As reported by its neighbors, North Korea has recently launched another short-range ballistic missile into the sea east of the Korean Peninsula.
The main nuclear envoys to the US, Japan, and South Korea denounced the conduct as provocative.
The missile’s range—about 500 miles—indicates that South Korea might be the intended target of the weapon.
It also flew at a height of about 30 miles, according to Japan’s defense ministry.
The North launched an intercontinental ballistic missile into the Sea of Japan on Thursday, and it was later revealed that the missile was a Hwasong-17.
Known as the country’s ‘monster missile’, it is the world’s largest road-mobile, liquid-fuelled ICBM.
It was tested just hours before the South Korean president Yook Suk-yeol was due to fly to Tokyo for discussions with Fumio Kishida, the prime minister of Japan.
Both united at the summit partly aimed at rebuilding security ties between the US allies in the face of North Korean nuclear threats.
State media quoted leader Kim Jong Un as saying Thursday’s launch was meant to ‘strike fear into the enemies’.
The ramping-up of testing activities comes as the US and South Korea carry out the biggest military drills of their kind in years.
In response to the latest launch, the South said the drills would continue as it maintains a readiness to ‘overwhelmingly’ respond to any provocation by North Korea.
The Biden administration wants better South Korea-Japan ties, which declined over historical issues in recent years, as it pushes to strengthen its alliance network in Asia to counter the North Korean nuclear threat and China’s rising influence.
On Sunday, the US flew at least one long-range B-1B bomber for joint aerial training with warplanes from South Korea.
The use of the aircraft, which is capable of carrying a huge conventional weapons payload, has previously also been met with responsive missile test-launches from the North.
Toshiro Ino, the Japanese deputy defence minister, said there was no reports of damage from Sunday’s test launch as it landed outside the country’s exclusive economic zone.
However, he said the activity represented a ‘threat’ to the security of Japan, the region, and the international community and it ‘absolutely cannot be tolerated’.
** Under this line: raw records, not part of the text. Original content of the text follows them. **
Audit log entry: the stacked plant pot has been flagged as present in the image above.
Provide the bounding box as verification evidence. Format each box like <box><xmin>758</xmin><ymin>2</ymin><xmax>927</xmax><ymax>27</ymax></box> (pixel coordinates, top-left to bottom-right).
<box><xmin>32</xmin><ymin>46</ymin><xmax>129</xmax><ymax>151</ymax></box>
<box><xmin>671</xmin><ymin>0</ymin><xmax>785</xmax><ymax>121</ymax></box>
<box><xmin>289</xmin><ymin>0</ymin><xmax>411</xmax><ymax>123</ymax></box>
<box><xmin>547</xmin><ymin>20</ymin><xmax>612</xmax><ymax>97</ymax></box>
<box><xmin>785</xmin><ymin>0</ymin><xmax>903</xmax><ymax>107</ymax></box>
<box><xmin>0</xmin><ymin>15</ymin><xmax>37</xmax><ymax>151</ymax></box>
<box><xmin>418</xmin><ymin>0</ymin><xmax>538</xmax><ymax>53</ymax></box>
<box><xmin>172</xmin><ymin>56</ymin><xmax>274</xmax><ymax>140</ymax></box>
The missile likely showed an irregular trajectory, he said, which could be a reference to North Korea’s highly manoeuvrable, nuclear-capable KN-23 missile.
The US Indo-Pacific Command said the launch does not pose an immediate threat to American territory or its allies, but highlighted ‘the destabilising impact of [North Korea’s] unlawful’ weapons programmes.
It added that the US security commitment to South Korea and Japan remains ‘ironclad’.